Hard to believe but it is now 120 years since New Zealand women won the vote, the first in the world to do so, and we are still celebrating.
In a way it is like marking the day slavery was abolished, remembering a time when things were wrong and remembering how that wrong was righted.
What we are recalling, of course, is the foresight and courage of those who led these campaigns and suffered the abuse and ignominy that went along with their efforts.
In working towards their enfranchisement, Kate Sheppard wanted women to have a vote to control the unbridled sale and consumption of liquor in the New Zealand of the late 1880s.
These were tough times for women with "the demon drink" a social scourge, families left penniless when the provider could drink the lot on pay day.
The very first meeting of the NZ Women's Christian Temperance Union - NZWCTU - was held in Invercargill, where it attracted the term "wowsers".
But they were not that.
Temperance covered abstinence for those who could and cautious moderation for everyone else.
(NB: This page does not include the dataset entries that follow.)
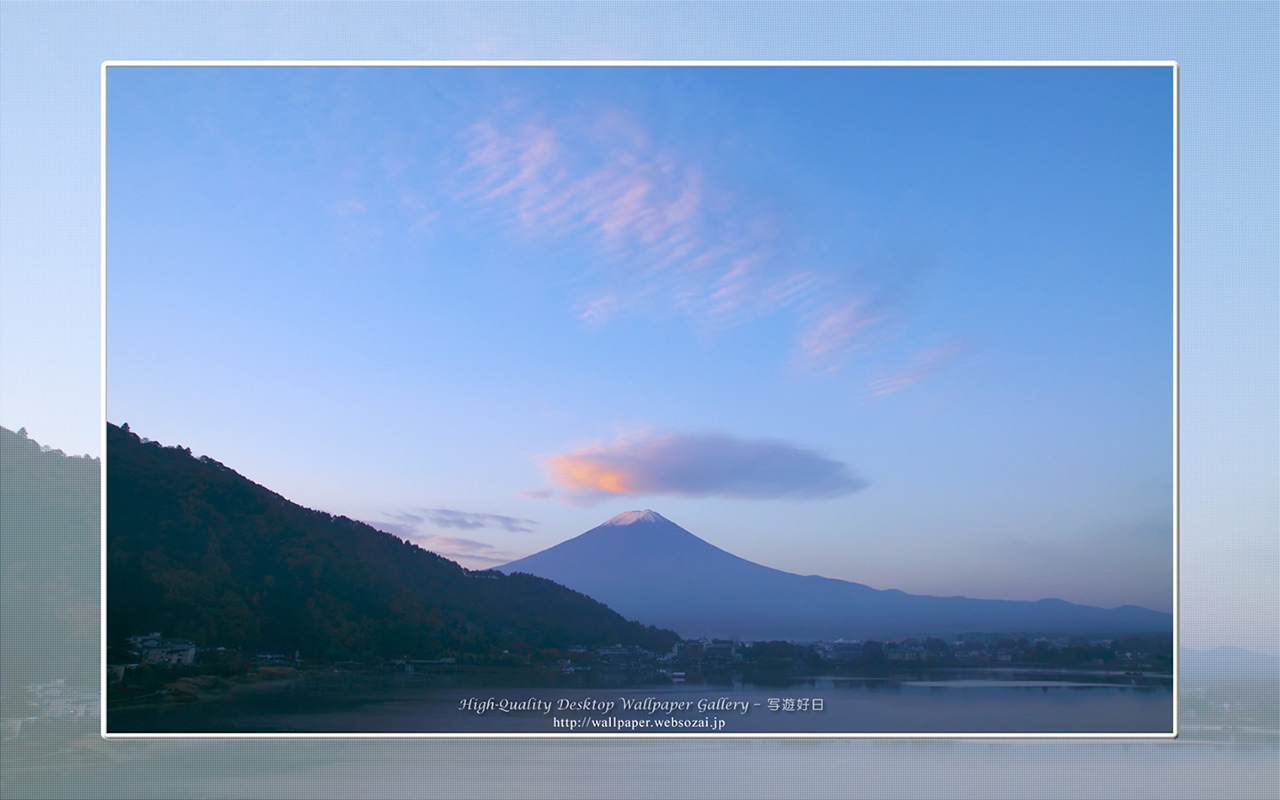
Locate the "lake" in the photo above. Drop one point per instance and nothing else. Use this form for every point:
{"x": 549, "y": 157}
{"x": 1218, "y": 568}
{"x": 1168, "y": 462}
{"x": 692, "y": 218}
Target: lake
{"x": 936, "y": 703}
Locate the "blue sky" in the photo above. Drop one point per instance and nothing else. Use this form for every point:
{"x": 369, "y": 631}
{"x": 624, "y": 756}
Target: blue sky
{"x": 908, "y": 327}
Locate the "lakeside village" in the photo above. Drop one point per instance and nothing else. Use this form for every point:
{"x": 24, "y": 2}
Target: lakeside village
{"x": 170, "y": 670}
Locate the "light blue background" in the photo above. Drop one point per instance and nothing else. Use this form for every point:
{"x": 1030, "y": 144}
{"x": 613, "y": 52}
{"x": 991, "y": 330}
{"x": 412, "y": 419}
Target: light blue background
{"x": 1230, "y": 379}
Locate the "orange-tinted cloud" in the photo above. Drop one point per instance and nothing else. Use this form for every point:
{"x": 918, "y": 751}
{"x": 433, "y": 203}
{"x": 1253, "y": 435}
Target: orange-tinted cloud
{"x": 699, "y": 465}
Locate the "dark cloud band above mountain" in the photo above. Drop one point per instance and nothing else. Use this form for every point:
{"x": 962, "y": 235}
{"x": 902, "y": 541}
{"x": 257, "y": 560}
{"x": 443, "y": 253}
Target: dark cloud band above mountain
{"x": 700, "y": 465}
{"x": 462, "y": 520}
From the reasonableness of this stance came in time our own Invercargill Licensing Trust with its provision of hospitality as well as distribution of funds to enable the city's amenities to develop and grow.
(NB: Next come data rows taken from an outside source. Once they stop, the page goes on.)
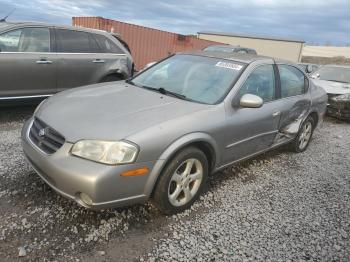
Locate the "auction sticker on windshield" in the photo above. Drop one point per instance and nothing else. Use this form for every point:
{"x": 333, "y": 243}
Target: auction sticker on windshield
{"x": 229, "y": 65}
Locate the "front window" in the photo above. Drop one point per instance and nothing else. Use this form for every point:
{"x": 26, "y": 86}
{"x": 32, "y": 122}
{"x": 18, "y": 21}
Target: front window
{"x": 198, "y": 78}
{"x": 293, "y": 81}
{"x": 334, "y": 73}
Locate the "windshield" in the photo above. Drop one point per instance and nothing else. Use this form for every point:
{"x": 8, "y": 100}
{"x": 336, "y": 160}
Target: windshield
{"x": 334, "y": 73}
{"x": 226, "y": 49}
{"x": 197, "y": 78}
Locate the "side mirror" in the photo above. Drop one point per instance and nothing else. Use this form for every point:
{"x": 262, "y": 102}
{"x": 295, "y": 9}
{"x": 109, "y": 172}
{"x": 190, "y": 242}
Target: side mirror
{"x": 309, "y": 69}
{"x": 251, "y": 101}
{"x": 315, "y": 76}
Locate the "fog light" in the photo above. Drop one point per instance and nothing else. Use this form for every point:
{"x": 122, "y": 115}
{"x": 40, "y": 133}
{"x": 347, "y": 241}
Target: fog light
{"x": 86, "y": 199}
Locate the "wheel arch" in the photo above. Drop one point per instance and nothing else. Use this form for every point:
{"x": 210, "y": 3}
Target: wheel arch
{"x": 202, "y": 141}
{"x": 315, "y": 117}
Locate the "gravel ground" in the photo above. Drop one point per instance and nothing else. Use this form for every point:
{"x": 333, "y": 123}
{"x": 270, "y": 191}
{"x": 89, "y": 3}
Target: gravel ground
{"x": 280, "y": 206}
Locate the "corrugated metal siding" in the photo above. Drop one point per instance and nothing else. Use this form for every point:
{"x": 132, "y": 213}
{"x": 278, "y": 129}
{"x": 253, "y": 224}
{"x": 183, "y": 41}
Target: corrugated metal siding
{"x": 146, "y": 44}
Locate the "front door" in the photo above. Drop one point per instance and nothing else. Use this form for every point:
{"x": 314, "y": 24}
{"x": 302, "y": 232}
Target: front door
{"x": 27, "y": 66}
{"x": 251, "y": 130}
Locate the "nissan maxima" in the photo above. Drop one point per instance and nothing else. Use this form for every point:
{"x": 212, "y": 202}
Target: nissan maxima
{"x": 161, "y": 133}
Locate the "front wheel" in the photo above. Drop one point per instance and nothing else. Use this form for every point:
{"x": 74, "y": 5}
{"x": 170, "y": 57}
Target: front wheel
{"x": 302, "y": 140}
{"x": 182, "y": 181}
This morning, as the Southland National Council of women celebrates with senior schoolgirls its guests and other women made welcome too, it does so in ILT premises, the generous support of the trust enabling its Top of the Kelvin function to be held.
So one hand washes the other and the result is good. But for franchise to be effective everyone with a vote should exercise it.
Postal voting makes it too easy to put it to one side with bills to be paid, waiting for a reminder.
There is no reminder but the memory of those women six generations back in 1893 who made September 19 a day to celebrate.